Monterey Case Gives Supreme Court Opportunity To Strengthen Property Rights Protection
Washington, D.C.-The Supreme Court will hear oral argument tomorrow in the most important property rights case this term, City of Monterey v. Del Monte Dunes at Monterey, Ltd,, et al.
“This case will determine whether the Court will build on recent cases and continue adding teeth to the Takings Clause of the Fifth Amendment,” said William H. Mellor, president and general counsel of the Institute for Justice, a nonprofit legal center that filed an amicus curiae brief on behalf of the property owner in the case.
The Institute’s amicus brief was co-authored by Professor Richard Epstein of the University of Chicago Law School, one of the nation’s leading authorities on property rights and the Takings Clause of the U.S. Constitution.
At stake in the Monterey case is the important question of whether property owners have a right to a jury trial when their property is being taken by the government.
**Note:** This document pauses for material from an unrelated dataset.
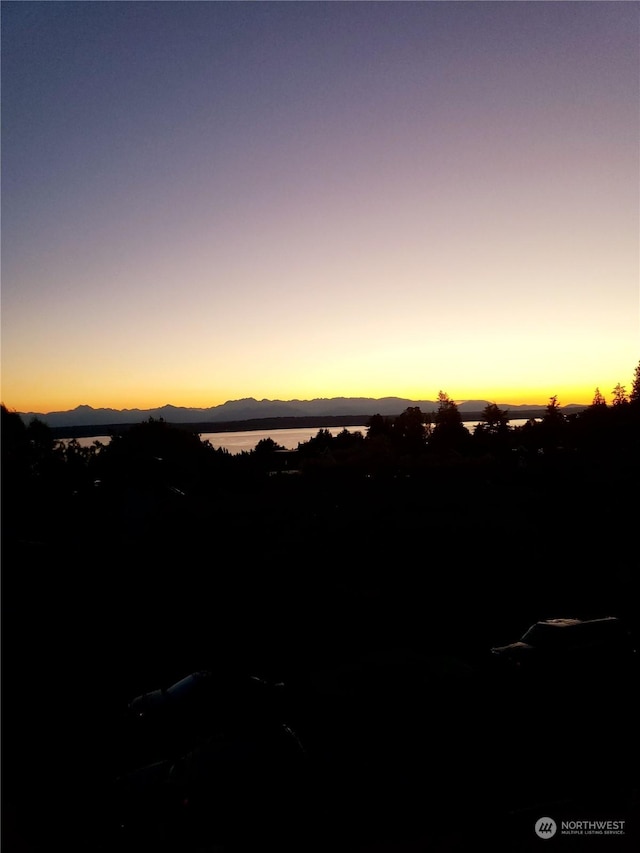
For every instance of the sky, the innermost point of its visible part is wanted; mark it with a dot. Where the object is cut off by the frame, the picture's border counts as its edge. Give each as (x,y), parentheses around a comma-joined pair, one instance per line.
(207,201)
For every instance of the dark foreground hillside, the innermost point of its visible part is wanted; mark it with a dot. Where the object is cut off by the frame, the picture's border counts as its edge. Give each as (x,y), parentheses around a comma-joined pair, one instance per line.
(375,601)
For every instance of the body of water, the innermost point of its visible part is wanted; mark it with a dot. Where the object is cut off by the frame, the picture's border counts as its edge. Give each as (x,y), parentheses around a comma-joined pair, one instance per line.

But even more significant, the Court will decide whether the “rough proportionality” standard established by the Court in the 1994 case, Dolan v. City of Tigard, applies to regulatory takings cases, or cases where the government takes property through regulation as opposed to outright condemnation. The rough proportionality standard imposes a greater burden on governments to justify regulations that interfere with private property rights.
The Monterey case itself documents an incredible history of abuse of property rights at the hands of government planners. The original development proposal in this case was submitted in 1981. And the property owner may only soon, in perhaps 1999, receive justice.
“Sometimes governments deny property rights by providing too little process,” said Mellor. “But as this case demonstrates, too much process can also deny property owner’s rights. Endless applications, reports, inspections, hearings, reviews are coldly calculated to block access to the courts by postponing a final decision until the will or wallet of the property owner is exhausted. This case epitomizes this disturbing trend,” he concluded.
“Cops on the beat are required to respect constitutional rights-government planners should be held to no less a standard,” said Scott Bullock, staff attorney at the Institute for Justice. “A favorable decision in Monterey will hopefully stop planners from trying to make end-runs around the Takings Clause and recent Court decisions protecting private property rights,” he added.